Achieving Custom Bakken Frack Solutions

After a year in the lab, Nine Energy proved a nontraditional method can increase stage count, frack control and Bakken well production.
By Luke Geiver | May 05, 2016

Kendall Manning is happy to debate the various ways an unconventional oil well should be hydraulically fractured. As an oil industry veteran, Manning has been involved with numerous projects and well-completion strategies from Texas to North Dakota. He’s seen firsthand which approaches yield the most desired results in his 20-plus year career working for the likes of Halliburton, Baker Hughes and others. As the Director of Sales for Nine Energy, an energy services company with more than 500 employees and operations in every major U.S. basin, Manning was involved in a unique hydraulic fracturing method that has reduced the number of days needed to complete a 50-stage Bakken well from 15 days to two.

We spoke with Manning about the research and results from Nine Energy’s new Divert-A-Frac system ahead of the soon-to-be-published Society for Petroleum Engineers paper detailing the multi-party effort.

Developing The Divert-A-Frac
According to Ricky Green, vice president for Nine’s Rocky Mountain region, a nondisclosed operator was looking for a single-point entry solution to increase stage count on a 10,000-foot lateral in a Bakken-targeted well.
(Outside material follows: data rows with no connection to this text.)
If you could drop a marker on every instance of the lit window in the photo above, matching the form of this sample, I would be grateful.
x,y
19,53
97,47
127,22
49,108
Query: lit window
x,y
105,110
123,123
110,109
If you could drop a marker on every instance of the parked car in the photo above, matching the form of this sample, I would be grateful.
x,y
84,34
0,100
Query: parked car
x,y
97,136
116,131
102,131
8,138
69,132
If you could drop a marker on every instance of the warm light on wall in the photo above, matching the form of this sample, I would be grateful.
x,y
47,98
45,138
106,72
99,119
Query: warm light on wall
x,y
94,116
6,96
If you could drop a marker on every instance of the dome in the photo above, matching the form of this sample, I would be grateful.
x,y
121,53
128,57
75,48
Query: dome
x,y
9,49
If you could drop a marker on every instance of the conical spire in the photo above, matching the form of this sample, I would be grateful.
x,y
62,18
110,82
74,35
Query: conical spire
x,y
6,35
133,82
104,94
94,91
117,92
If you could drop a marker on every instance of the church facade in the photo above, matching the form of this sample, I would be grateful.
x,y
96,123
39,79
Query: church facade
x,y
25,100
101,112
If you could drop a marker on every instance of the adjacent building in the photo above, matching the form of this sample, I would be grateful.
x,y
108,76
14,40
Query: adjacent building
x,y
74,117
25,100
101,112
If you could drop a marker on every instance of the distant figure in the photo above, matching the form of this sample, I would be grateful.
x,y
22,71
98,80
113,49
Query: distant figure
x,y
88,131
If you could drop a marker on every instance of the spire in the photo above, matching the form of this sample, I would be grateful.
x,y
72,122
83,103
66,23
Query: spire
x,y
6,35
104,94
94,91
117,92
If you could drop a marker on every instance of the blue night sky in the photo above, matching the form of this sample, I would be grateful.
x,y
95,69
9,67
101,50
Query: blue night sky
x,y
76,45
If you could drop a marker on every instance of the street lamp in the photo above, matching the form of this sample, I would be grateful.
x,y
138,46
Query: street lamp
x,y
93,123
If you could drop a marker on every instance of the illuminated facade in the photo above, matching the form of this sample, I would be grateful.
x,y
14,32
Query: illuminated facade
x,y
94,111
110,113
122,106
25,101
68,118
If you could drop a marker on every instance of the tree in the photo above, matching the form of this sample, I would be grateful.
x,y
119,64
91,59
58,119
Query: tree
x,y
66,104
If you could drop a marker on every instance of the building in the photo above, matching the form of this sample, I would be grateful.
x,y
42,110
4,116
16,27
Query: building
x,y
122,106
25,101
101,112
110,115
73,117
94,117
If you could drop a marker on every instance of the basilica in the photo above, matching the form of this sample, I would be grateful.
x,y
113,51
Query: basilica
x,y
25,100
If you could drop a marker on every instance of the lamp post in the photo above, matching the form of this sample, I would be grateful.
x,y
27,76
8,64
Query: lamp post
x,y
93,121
The goal was to increase frack stage count from 35 stages to 50 without using limited entry cluster stimulation. Manning, who remembers when Bakken operators were fracking wells with only eight stages per well, says the effort and research required to make the leap from 35 to 50 stages was no easy task. “We had gotten to where our basic stuff in the Bakken was either a 30 or 35 stage system,” Manning says. “This [35 to 50] is a substantial jump.”
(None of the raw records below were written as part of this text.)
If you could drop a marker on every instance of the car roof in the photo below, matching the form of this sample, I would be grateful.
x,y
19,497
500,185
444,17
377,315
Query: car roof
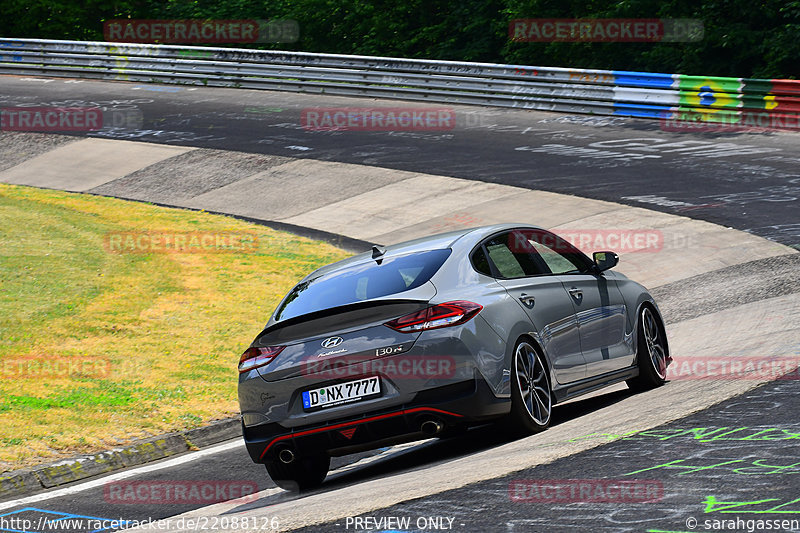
x,y
439,241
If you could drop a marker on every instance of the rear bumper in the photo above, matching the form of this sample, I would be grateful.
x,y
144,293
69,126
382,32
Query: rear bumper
x,y
460,404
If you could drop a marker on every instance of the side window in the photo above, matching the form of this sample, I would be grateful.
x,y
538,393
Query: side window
x,y
480,262
507,264
513,257
560,256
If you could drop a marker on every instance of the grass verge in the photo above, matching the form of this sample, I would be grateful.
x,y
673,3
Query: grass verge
x,y
107,336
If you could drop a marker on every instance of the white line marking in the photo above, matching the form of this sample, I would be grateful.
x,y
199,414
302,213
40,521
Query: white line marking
x,y
123,475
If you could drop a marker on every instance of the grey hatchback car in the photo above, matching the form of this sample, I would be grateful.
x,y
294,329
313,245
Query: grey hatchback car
x,y
431,336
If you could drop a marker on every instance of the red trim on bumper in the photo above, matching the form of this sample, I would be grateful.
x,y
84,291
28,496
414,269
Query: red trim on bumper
x,y
355,423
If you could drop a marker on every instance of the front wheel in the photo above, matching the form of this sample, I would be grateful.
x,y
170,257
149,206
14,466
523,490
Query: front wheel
x,y
531,396
651,354
303,473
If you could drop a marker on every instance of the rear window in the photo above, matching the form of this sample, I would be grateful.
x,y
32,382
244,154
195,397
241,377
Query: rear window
x,y
362,282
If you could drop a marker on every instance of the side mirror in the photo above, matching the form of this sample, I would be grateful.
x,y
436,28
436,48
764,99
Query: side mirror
x,y
605,260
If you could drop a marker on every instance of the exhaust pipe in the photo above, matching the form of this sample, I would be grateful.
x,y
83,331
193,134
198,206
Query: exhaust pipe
x,y
286,456
431,427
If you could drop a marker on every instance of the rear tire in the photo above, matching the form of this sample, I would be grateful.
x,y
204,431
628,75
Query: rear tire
x,y
303,473
531,395
651,354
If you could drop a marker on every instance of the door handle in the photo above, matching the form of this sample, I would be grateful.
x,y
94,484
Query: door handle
x,y
527,300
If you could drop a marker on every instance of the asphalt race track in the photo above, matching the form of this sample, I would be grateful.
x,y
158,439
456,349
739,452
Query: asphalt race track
x,y
737,460
749,181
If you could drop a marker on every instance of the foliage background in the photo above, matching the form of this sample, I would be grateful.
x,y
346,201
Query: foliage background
x,y
742,38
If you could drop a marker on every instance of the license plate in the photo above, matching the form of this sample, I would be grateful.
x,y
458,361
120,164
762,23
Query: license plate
x,y
341,393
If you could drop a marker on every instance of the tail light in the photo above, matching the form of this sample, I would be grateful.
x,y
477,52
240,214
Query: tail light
x,y
438,316
258,357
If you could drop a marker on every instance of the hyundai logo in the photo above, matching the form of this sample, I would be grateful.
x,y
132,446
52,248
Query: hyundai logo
x,y
331,342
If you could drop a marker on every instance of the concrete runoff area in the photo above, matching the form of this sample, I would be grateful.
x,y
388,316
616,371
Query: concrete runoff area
x,y
688,248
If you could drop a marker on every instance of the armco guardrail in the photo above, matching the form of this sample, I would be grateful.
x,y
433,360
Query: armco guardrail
x,y
603,92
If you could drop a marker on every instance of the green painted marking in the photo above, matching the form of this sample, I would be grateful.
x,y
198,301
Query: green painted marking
x,y
715,506
689,468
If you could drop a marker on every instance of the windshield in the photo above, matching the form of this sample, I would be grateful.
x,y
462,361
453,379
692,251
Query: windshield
x,y
361,282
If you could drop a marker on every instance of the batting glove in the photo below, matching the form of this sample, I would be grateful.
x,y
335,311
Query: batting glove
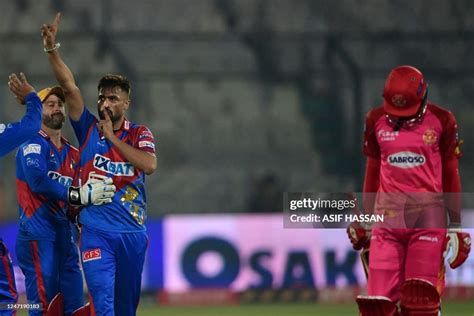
x,y
459,243
96,191
358,235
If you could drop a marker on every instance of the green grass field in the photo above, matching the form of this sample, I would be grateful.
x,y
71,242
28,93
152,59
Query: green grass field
x,y
449,309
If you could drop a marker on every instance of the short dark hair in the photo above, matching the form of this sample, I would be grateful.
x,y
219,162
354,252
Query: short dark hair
x,y
112,80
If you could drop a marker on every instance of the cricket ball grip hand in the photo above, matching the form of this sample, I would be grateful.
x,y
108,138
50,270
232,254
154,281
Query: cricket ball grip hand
x,y
358,235
459,243
96,191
Over a period of one year, Nine Energy’s team researched, tested and designed a system to meet its client’s needs. The final system utilizes swell packers to isolate each desired zone spaced at roughly 250 feet. Each discrete fracture zone includes frack sleeves pressure tested with dissolvable metallic actuation balls. Computational fluid dynamic modeling was used to demonstrate and verify that ball-on-seat performance would not be affected by the planned proppant stimulation in the 50-sleeve system. “You can simulate millions of pounds of proppant going through that seat,” he says of the computational modeling. “The tolerances are so tight we have to make sure we aren’t going to erode the seat.”

Because the balls can only range in size from 3 inches to roughly 1.5 inches, the tolerances for the individual balls and sleeves are very tight, he says, and there is no room for error if the desired results of 50 isolated frack sections are to be achieved. The computational modeling showed the system would work, but in-field testing also provided assurance the tight tolerance of the ball-seat sleeve system would hold up to immense pressure and proppant flow. During the first live test, Nine’s team followed pressure signatures created during a frack job using the DAF system. “You could see a pressure signature every time a ball was seated,” Manning says, proving that once dropped, the balls were holding and the isolated portions of the well were receiving the appropriate stimulation load.

DAF In The Bakken
During its use in the Williston Basin, the Nine team fracked a 50-stage well in roughly 50 hours. In comparison, a 50-stage cemented plug-and-perf system can take over two weeks, Manning says. The well was stimulated with 3.5 million pounds of proppant and roughly 2.1 million gallons of fluid. During the frack job, each stage took roughly one hour and there was zero non-productive time related to the DAF system.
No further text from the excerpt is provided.